Unfortunately, sustaining this singular position when we talk about groups is difficult. Carefully examining the reasons for doing what one does and calling on everyone to do it for themselves, opening space for divergence, is usually the subject of philosophers and psychotherapists. In politics, most of the time, it operates through the logic of Mass Psychology – Freud's extremely important contribution to the subject.

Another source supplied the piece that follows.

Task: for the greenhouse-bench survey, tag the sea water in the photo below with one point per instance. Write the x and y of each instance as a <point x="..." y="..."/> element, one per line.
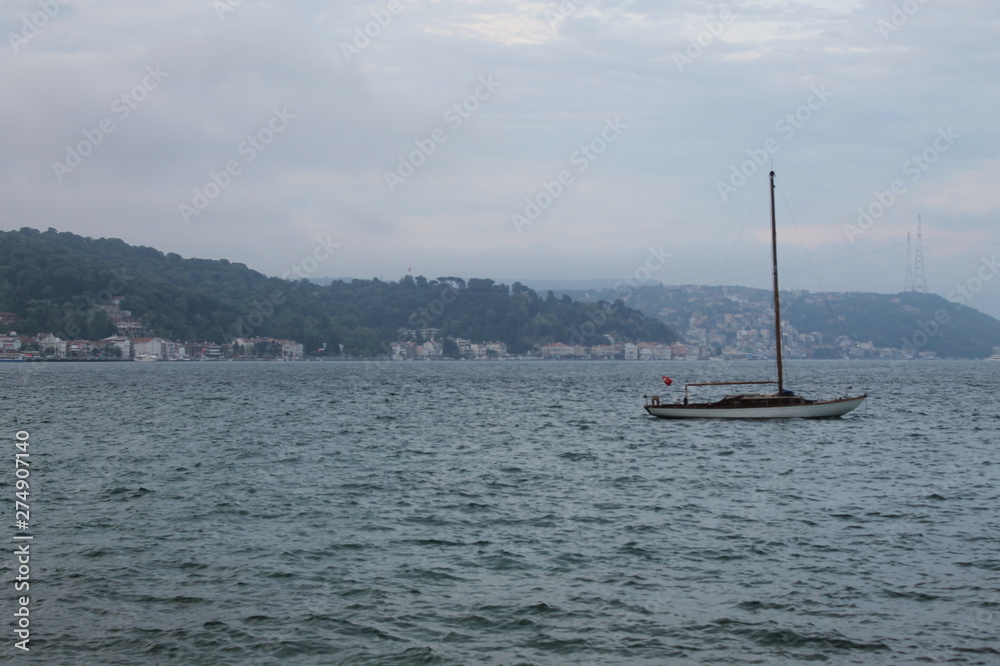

Then, the fight against vulgarity becomes a fight fought for immanent life (as opposed to transcendent life) and against stupidity. Contardo says that a jerk is someone who wants the other person to enjoy the way he thinks is right. In the case of Italy, through the figure of Mussolini, stupidity took shape through the absolute belief in a “race” and “nation”.
In view of this, here are the invitations that the two generations of Calligaris left us: to inhabit style as a process of individuation of life, not to oppose aesthetics to ethics as if they were irreconcilable areas (and not to presuppose hierarchy in both), and to have the courage to not drowning in dominant ideals in order to create within oneself a body capable of enriching vital experience – in the here and now, with oneself and with others.
*Amanda de Almeida Romão is a master's student in philosophy at the Federal University of São Paulo.